Iran is betting on several fronts in order to benefit from the Arab uprising for change. In Egypt, Iran's leadership -- both spiritual and political -- assumed that it could claim that the youth's revolution mirrored its own Islamic Revolution. But after secularism proved to be the main trend in the youths' movement, Tehran reconsidered how it could take advantage of the developments in Egypt, where the regime it had always considered to be its enemy was toppled.
At the present time, Iran considers that the leadership vacuum in Egypt, alongside the problems it will soon face in the wake of the revolution, will help keep Egypt away from the Arab center of gravity. And that is something Iran welcomes.
As for the events in Libya, they too are the subject of Iran's approval because the train of change may ground to a halt there and thus spare Iran and its allies from change and from international pressures, which have so far not reached the Islamic Republic.
Indeed, the international community is almost evading having to deal with Iran at every level -- whether regarding the nuclear issue or supporting the reformists against the regime in Tehran. It is as if the issue of Iran is a "hot potato" which neither the United States nor Europe wants to handle. Tehran is enjoying de facto international leniency and is being spared from being held to account. In fact, there is a danger that this will lead to strengthening the regime's grip and to a self-declared victory by Iran in the region.
Yet, at the same time, the Iranian regime may not be spared from being held to account by its own people, who have not necessarily given up to oppression and tyranny, while the youth in the region are imposing change. It is for this reason that the Iranian regime needs to foment trouble beyond its borders in order to contain any dreams of internal reform, and to divert attention away from the repression it perpetrates against reformists inside Iran.
This is where Iran's role in Bahrain comes in, a role not kept secret by Iranian officials, to such an extent that they complained of "foreign interference," in reference to the Arab countries of the Gulf Cooperation Council activating the Peninsula Shield in Bahrain.
The Bahraini government's complaints of "Iranian interference," in the form of statements and other measures, have their own justifications. Yet at the same time, what the national interest requires, in Bahrain and in all GCC countries, is the anticipation of any Iranian interference, provocation or trickery by engaging in steps that be a precedent at the level of reform and dialogue with Arab citizens of all sects and groups.
There are indications to this kind of awareness being in place in several Gulf capitals and a realization that it is necessary to pay attention to the element of timing. Now is the right time to step forward and take the initiative, especially after GCC countries have taken unprecedented steps, not just at the regional level but also at the international level, when they demanded that the Security Council shoulder its duties, forcing it to think seriously of what it should do regarding Libya.
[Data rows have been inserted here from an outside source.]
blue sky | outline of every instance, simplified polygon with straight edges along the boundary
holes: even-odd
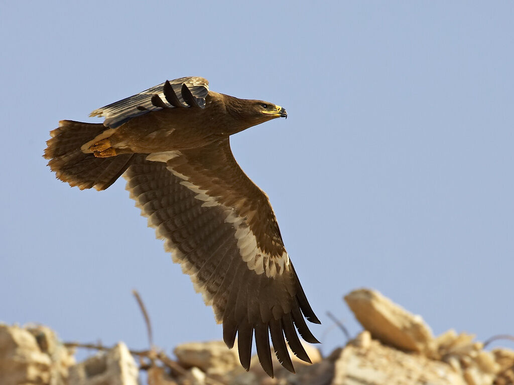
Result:
[[[41,156],[66,119],[166,79],[287,109],[231,139],[323,324],[371,287],[436,334],[514,334],[510,1],[0,4],[0,320],[146,347],[221,338],[120,179],[80,191]],[[509,343],[505,343],[506,345]],[[511,347],[512,347],[511,346]]]

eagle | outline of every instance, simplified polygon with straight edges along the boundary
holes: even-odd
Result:
[[[236,335],[248,370],[254,339],[273,377],[270,337],[279,362],[287,349],[310,362],[297,334],[319,343],[305,319],[320,323],[286,251],[268,196],[241,169],[230,136],[277,118],[283,108],[209,89],[181,78],[95,110],[103,123],[63,120],[44,158],[56,177],[81,189],[104,190],[122,175],[149,226],[223,324]],[[285,339],[284,339],[284,338]],[[287,341],[287,343],[286,343]]]

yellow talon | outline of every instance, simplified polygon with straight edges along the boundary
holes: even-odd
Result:
[[[112,147],[103,151],[93,151],[93,155],[97,158],[109,158],[109,157],[115,157],[116,155],[116,149]]]

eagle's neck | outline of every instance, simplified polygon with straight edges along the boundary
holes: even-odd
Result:
[[[227,117],[232,123],[230,125],[232,129],[231,134],[260,123],[256,121],[254,113],[250,108],[252,101],[240,99],[229,95],[224,94],[223,97]]]

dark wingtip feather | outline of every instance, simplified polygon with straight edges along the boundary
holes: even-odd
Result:
[[[273,362],[271,361],[271,350],[269,346],[269,334],[268,325],[259,323],[255,327],[255,347],[261,366],[266,374],[273,378]]]
[[[223,341],[229,349],[234,347],[237,332],[237,325],[234,322],[223,321]]]
[[[292,320],[295,322],[295,324],[296,325],[296,328],[298,330],[298,333],[300,333],[302,338],[310,343],[321,343],[309,330],[298,305],[293,306],[291,314],[292,316]]]
[[[159,97],[158,95],[154,95],[151,99],[152,104],[155,107],[160,107],[161,108],[166,108],[168,106],[162,101],[162,99]]]
[[[164,93],[164,97],[166,98],[166,100],[173,107],[184,106],[180,103],[180,101],[178,100],[178,97],[177,96],[177,94],[175,93],[173,87],[171,86],[171,84],[167,80],[164,83],[164,86],[162,87],[162,92]]]
[[[182,92],[182,97],[186,101],[186,103],[191,107],[200,107],[196,102],[196,99],[193,96],[191,91],[189,90],[188,86],[185,84],[182,85],[181,92]]]
[[[284,340],[284,334],[280,326],[280,321],[272,319],[269,322],[269,333],[271,335],[271,342],[273,342],[273,349],[275,354],[281,364],[291,373],[296,373],[293,366],[289,352],[287,351],[287,346]]]
[[[297,357],[306,362],[312,363],[308,355],[302,344],[298,335],[296,334],[296,330],[292,323],[292,319],[290,314],[285,314],[281,320],[281,326],[285,335],[286,340],[289,344],[291,350]]]
[[[304,315],[305,316],[305,318],[309,322],[313,323],[321,324],[321,321],[316,317],[316,315],[314,314],[314,311],[313,310],[312,307],[310,307],[309,301],[307,300],[307,296],[305,295],[305,293],[303,291],[303,288],[302,287],[302,284],[300,283],[300,280],[298,279],[298,275],[296,274],[296,272],[295,271],[295,266],[292,265],[292,263],[291,264],[291,267],[292,268],[294,275],[296,277],[296,281],[298,287],[298,291],[296,294],[296,299],[298,301],[300,308],[302,310],[302,313],[303,313]]]
[[[249,323],[239,325],[237,330],[237,349],[241,365],[248,372],[250,370],[250,360],[252,355],[252,337],[253,328]]]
The Gulf Cooperation Council initiative has perhaps come to represent a shift in collective "Responsibility to Protect" civilians from being a matter of principle to becoming a matter of practical implementation.
Such a qualitative shift places everyone under scrutiny, including those responsible for the initiative, i.e. the GCC countries, not just on the issue of Libya, but also on the issues of the region as a whole including within their own countries.